Энн помрачнела и огляделась: не подслушивает ли кто? Она обнаружила Ксению бегающей кругами вокруг отца, который прижимал к груди пару грейпфрутов, его лицо уже раскраснелось от вина. Очевидно успокоенная тем, что они развлекались, Энн решила заговорить.
– Племянник короля Леонида и третий наследник престола – принц Франциск Ле Мезурье. Он худший. Похоже, он попадает в неприятности каждый сезон. Иногда о скандале пишут в газетах, и тогда отец, королевский казначей, отправляет его в какую-нибудь научную экспедицию, пока все не сделают вид, что забыли, какой он мерзавец. Принца Франциска так часто посылали считать птиц, что в прошлом году король Леонид назначил его королевским орнитологом.
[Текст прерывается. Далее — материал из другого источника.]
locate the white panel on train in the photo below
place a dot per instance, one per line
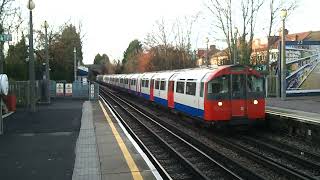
(146, 82)
(187, 86)
(161, 84)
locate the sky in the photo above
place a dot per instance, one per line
(109, 25)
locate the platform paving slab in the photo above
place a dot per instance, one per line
(87, 165)
(41, 145)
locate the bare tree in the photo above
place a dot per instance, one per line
(171, 43)
(222, 13)
(274, 9)
(224, 21)
(8, 11)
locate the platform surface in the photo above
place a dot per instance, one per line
(40, 145)
(305, 109)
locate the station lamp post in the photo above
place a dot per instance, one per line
(283, 55)
(31, 6)
(46, 25)
(75, 63)
(235, 45)
(207, 56)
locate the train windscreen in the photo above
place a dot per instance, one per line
(218, 88)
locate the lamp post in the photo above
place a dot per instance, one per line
(46, 25)
(31, 6)
(207, 56)
(283, 55)
(75, 63)
(235, 46)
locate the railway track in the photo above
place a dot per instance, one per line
(283, 170)
(280, 161)
(178, 155)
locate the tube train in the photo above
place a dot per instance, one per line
(231, 94)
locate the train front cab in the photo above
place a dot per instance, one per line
(235, 96)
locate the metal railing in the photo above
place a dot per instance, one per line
(21, 89)
(272, 86)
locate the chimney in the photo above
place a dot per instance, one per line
(212, 47)
(286, 32)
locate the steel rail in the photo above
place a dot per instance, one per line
(241, 171)
(190, 166)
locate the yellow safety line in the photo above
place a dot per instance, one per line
(132, 165)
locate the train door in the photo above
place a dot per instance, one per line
(238, 95)
(152, 90)
(202, 91)
(171, 94)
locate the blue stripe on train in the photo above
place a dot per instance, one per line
(146, 96)
(161, 101)
(189, 110)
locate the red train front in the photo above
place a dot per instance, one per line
(234, 94)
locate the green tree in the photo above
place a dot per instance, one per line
(130, 56)
(61, 51)
(16, 66)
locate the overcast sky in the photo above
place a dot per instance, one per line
(109, 26)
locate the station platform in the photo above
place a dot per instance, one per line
(304, 109)
(40, 145)
(105, 150)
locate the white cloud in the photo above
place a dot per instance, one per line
(109, 26)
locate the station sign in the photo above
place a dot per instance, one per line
(302, 66)
(92, 91)
(68, 89)
(5, 37)
(59, 89)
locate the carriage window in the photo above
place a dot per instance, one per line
(163, 85)
(172, 86)
(238, 84)
(218, 88)
(191, 88)
(219, 85)
(157, 85)
(255, 84)
(180, 87)
(201, 89)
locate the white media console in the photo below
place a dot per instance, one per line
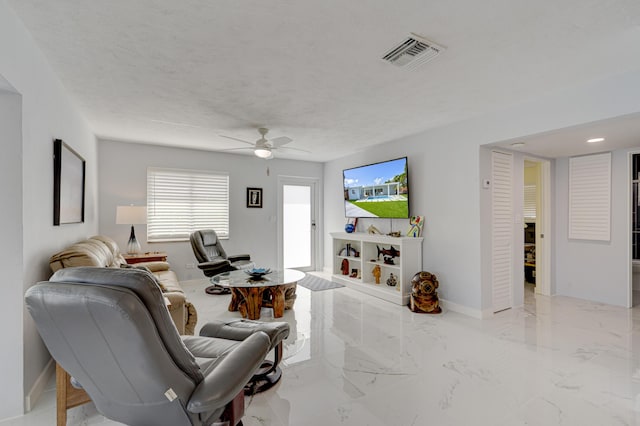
(359, 254)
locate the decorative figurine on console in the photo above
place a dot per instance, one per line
(392, 281)
(424, 297)
(415, 226)
(376, 271)
(344, 268)
(373, 230)
(388, 254)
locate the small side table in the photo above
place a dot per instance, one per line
(154, 256)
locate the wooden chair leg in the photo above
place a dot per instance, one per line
(67, 396)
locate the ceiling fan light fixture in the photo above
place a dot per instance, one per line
(262, 152)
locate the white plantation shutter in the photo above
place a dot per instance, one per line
(182, 201)
(590, 197)
(501, 230)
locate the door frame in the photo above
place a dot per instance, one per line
(314, 184)
(629, 179)
(543, 228)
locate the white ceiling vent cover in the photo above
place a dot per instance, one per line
(413, 52)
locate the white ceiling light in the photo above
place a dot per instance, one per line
(263, 152)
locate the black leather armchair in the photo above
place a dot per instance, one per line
(110, 329)
(212, 258)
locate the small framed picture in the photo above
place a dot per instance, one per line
(254, 198)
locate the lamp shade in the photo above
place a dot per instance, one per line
(131, 215)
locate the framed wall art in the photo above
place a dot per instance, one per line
(254, 198)
(68, 184)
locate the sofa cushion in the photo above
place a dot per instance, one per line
(102, 251)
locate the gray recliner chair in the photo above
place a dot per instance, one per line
(110, 329)
(212, 258)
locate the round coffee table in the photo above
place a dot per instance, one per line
(248, 294)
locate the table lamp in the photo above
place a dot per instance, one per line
(131, 215)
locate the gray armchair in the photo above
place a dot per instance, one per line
(110, 329)
(213, 260)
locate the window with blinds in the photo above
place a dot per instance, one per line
(182, 201)
(590, 197)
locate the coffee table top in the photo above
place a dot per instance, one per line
(241, 279)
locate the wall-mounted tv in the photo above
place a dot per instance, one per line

Хотя лично я сомневаюсь, что он отличит снегиря от сипухи.
Энн сделала паузу, чтобы дать возможность гостье, которая держала чашу с шампанским у носа, потому что ей «нравилось, как щекочут пузырьки», поглазеть на Ирен. Когда гостья удалилась, Энн продолжила:
– Однако в последнее время принц Франциск стал попадать в неприятности даже в изгнании. Последний случай: он был неосторожен со служанкой на своем зафрахтованном корабле. На следующее утро она бросилась за борт на глазах у капитана и команды, половина были ее родственниками.
– Но почему же?
– Бедная горничная оставила записку, в которой говорилось, что принц взял ее силой. Семья Ле Мезурье, конечно, отрицала это. Поскольку издатели «Ежедневной грезы» в кармане у казначея, они изменили заголовки в пользу его сына. Один редактор зашел так далеко, что предположил, будто горничная покончила с собой от разочарования, когда поняла, что не сможет удержать принца, которого «поймала в ловушку». Никаких доказательств этому не было, но газета превратила слухи в факт. Ее семья обещала устроить судебный процесс, но, насколько я слышала, им не удалось убедить ни одного судью рассмотреть доказательства. Затем наступила обычная социальная амнезия, а теперь принц вернулся, и его танцевальная карта снова полна.
– Это неправильно, – сказала Ирен, и ее хмурый взгляд стал еще более мрачным из-за тени от капора.
Она подумала о Волете, бесстрашной и непокорной, которая могла стать жертвой такого откровенного злодея. Ирен содрогнулась от ярости и страха, которые не утихли даже тогда, когда она обнаружила подопечную среди толпы – Волета пыталась улыбаться, глядя, как Ксения размахивает руками и визжит от смеха.
– Неправильно, – согласилась Энн. – Но именно поэтому у нас с вами всегда будет работа. В мире полным-полно волков и ягнят, но очень мало пастухов.